The best first search evaluation function can be an estimated cost from a node to the goal. The evaluation function also can be a combination of the actual cost and estimated cost. At each step of the first best search process, nodes are selected by applying an adequate heuristic function at each node selected using certain rules for generating replacement nodes.
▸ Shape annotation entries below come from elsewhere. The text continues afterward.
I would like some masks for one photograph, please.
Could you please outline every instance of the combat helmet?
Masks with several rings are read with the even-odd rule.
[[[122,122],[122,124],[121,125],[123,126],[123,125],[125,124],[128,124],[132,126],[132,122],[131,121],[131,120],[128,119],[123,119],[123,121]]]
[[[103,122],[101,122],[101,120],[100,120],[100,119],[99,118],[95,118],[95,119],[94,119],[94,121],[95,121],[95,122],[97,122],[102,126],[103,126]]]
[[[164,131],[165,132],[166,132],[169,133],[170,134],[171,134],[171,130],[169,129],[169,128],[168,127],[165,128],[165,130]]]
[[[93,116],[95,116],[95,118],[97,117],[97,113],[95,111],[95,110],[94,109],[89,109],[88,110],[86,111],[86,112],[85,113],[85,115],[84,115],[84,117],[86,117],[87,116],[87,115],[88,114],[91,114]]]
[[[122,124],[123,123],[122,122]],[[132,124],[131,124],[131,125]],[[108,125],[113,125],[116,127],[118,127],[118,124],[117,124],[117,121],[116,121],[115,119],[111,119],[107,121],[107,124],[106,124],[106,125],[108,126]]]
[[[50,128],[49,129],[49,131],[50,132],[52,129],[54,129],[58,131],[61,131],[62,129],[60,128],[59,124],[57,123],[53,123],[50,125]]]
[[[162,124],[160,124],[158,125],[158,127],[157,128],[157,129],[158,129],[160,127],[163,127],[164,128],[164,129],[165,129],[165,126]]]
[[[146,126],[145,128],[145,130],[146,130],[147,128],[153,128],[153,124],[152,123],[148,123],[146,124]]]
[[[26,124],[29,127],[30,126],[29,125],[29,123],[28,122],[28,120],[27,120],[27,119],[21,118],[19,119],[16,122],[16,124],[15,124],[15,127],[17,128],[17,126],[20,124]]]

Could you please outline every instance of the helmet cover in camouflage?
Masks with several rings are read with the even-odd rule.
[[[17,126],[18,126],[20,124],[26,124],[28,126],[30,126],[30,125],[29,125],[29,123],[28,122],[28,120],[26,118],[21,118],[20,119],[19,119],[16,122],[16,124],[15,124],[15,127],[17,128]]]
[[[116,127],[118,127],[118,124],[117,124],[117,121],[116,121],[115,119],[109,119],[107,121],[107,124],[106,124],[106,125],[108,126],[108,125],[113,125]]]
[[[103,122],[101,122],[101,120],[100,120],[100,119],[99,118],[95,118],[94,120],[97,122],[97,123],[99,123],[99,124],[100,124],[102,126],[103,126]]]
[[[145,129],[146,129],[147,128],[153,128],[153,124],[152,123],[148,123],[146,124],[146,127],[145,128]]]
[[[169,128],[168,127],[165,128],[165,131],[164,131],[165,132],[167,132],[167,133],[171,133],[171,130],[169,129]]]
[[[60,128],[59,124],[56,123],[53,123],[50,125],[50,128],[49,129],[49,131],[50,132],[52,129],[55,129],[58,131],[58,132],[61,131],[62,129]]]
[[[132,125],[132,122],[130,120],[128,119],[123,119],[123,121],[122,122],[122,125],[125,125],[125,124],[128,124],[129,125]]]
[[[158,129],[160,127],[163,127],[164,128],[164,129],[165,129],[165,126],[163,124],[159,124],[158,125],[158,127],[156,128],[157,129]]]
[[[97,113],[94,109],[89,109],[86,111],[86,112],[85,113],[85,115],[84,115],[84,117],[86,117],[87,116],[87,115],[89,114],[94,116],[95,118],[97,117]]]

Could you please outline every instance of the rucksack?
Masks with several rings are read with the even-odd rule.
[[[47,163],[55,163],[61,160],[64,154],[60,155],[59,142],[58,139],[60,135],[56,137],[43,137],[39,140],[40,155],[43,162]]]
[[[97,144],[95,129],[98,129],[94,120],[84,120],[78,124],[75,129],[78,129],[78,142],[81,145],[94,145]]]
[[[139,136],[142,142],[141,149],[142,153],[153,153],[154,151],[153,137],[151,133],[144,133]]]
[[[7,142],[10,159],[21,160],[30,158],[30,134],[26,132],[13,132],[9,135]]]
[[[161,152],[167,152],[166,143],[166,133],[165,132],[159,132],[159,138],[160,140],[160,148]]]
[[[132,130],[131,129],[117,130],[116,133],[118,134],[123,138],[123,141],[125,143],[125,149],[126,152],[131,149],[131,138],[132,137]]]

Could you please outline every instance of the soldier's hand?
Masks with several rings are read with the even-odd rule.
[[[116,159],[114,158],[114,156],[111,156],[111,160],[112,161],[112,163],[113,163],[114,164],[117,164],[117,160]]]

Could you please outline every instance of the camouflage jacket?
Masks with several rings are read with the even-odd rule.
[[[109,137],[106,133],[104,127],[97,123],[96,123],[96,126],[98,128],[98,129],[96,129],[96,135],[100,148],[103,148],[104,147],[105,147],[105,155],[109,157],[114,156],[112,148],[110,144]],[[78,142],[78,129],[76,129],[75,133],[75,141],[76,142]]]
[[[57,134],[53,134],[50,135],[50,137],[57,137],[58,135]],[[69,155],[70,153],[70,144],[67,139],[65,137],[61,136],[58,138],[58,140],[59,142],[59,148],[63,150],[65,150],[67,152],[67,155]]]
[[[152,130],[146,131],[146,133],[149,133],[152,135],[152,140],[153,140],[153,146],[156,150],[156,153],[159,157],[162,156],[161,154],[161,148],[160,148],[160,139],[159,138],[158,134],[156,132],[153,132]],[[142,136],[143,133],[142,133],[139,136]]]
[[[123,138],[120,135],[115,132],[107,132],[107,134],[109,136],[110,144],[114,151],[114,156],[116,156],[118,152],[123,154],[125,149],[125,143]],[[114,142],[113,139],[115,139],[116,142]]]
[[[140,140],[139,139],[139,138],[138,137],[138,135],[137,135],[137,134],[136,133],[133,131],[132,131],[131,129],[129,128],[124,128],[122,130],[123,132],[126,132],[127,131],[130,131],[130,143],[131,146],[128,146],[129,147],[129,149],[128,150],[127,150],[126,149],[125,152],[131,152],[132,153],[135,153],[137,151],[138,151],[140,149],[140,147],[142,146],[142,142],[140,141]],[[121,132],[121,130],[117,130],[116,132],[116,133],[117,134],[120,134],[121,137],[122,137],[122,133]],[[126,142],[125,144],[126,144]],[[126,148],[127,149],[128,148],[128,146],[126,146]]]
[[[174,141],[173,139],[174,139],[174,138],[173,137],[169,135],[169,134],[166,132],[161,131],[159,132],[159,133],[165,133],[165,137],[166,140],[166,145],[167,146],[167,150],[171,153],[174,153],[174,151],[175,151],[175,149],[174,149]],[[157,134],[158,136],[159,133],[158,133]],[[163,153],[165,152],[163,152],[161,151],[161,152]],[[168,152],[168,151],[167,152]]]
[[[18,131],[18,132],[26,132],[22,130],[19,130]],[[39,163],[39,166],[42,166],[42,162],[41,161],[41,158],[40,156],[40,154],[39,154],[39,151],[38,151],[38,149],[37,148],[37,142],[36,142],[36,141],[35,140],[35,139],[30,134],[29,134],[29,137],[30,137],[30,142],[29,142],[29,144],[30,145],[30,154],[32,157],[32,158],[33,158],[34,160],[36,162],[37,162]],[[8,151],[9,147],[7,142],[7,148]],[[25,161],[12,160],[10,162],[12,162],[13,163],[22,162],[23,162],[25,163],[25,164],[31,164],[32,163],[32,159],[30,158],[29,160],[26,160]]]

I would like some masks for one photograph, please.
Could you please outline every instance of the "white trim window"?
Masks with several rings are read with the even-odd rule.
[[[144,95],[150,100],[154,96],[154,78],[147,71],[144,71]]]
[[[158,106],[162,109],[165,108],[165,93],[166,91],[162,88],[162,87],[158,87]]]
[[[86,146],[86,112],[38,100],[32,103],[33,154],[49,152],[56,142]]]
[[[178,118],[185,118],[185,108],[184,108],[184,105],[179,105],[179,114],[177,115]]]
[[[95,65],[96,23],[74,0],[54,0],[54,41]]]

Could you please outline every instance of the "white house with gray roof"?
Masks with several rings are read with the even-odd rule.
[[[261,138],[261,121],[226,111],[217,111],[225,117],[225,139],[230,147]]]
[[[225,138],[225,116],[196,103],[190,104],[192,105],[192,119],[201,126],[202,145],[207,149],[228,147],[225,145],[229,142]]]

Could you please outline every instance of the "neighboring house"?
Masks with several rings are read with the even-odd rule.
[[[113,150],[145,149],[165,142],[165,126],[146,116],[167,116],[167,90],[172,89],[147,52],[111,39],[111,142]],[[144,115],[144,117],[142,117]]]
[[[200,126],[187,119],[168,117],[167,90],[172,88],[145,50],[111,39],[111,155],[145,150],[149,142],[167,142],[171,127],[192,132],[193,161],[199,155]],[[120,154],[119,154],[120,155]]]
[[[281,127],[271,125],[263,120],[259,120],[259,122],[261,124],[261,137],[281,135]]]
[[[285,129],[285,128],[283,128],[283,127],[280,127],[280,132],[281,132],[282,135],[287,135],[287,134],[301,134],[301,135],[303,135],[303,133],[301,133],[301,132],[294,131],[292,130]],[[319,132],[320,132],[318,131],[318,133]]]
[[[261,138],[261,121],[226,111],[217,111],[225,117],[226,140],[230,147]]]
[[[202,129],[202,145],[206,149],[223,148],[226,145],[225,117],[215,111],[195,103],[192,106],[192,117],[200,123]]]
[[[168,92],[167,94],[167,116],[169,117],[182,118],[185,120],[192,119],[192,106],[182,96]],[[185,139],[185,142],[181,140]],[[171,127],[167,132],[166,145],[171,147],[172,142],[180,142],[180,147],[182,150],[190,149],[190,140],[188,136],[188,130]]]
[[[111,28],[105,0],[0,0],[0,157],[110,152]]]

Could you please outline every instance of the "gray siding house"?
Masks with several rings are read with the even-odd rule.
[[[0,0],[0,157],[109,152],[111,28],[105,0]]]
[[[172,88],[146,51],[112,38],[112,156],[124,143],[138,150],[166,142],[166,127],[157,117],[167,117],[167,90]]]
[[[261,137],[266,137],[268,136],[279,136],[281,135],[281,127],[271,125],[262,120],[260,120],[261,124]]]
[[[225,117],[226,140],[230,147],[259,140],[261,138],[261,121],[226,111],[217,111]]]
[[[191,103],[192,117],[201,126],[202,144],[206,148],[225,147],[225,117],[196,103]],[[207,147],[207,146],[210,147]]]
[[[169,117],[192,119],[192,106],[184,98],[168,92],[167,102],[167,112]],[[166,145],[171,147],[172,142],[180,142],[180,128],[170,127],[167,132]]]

The heuristic function is a strategy to selectively search the space for a problem state, which guides the search process carried out along the path that has the greatest probability of success [14, 15].

There are several terms used in the best-first search method [16, 17]:

  1. The start node is a term for the initial position of a search

  2. The current node is the node that is being run in the shortest path search algorithm

  3. A successor is the nodes that will be checked after the current node

  4. The node is a representation of the search area

  5. An open list is a place to store data nodes that may be accessed from the starting node or the node being run

  6. A closed list is a place to store node data which is also a part of the shortest path that has been obtained

  7. The goal node is the destination node

  8. The parent is the current node of a successor.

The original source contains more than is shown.